Che cos’è dignitoso? Che cosa significa dignità? Scommetto che se ci venisse chiesto così, a bruciapelo, di dare significato a questa parola saremmo in difficoltà, chiederemmo forse di poter fare qualche esempio concreto e finiremmo per darne una versione molto personale.
Perché quello di dignità è un concetto soggettivo e mutevole nel tempo, anche grazie alla straordinaria capacità dell’essere umano di integrare dentro di sé il limite, adattandosi ad esso.
Ecco perché parlare di morte dignitosa significa concentrare l’attenzione sulla dignità della vita che volge al termine.

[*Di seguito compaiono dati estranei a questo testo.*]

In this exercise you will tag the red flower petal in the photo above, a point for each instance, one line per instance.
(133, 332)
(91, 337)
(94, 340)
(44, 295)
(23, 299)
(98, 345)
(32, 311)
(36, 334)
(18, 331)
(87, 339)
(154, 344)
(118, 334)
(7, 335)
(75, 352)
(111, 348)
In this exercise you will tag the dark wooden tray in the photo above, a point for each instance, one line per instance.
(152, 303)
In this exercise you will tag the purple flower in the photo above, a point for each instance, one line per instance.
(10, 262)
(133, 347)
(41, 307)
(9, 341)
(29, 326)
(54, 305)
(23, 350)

Non c’è dignità senza rispetto del soggetto e non ci può essere rispetto senza ascolto di chi abbiamo davanti. Passa tutto da lì, dal bisogno che ciascuno di noi ha di continuare ad essere riconosciuto come soggetto sino alla fine.

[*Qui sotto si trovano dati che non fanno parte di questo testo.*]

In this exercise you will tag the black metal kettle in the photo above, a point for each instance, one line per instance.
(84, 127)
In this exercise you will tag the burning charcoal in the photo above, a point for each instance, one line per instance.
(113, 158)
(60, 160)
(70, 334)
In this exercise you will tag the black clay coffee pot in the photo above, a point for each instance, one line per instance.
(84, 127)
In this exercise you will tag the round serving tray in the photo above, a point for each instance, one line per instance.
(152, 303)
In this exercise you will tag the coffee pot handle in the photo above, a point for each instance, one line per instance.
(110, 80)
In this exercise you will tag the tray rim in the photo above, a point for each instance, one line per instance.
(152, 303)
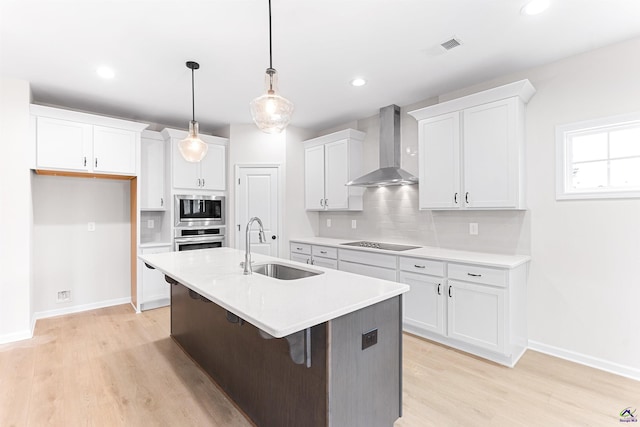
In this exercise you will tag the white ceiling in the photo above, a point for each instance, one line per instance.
(318, 47)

L’ospedale non crea le condizioni per fare questo (ne parla in questo articolo La Stampa) e non mi stupisce che gli infermieri se ne accorgano più dei medici. Le ragioni sono molteplici. Addurre, come spesso accade, l’organizzazione come causa prima non risponde però al vero. Manca la formazione per accompagnare le persone morenti ma manca ancora prima una cultura che renda possibile – ai curanti prima che ai curati – di riconoscere la morte come parte della vita.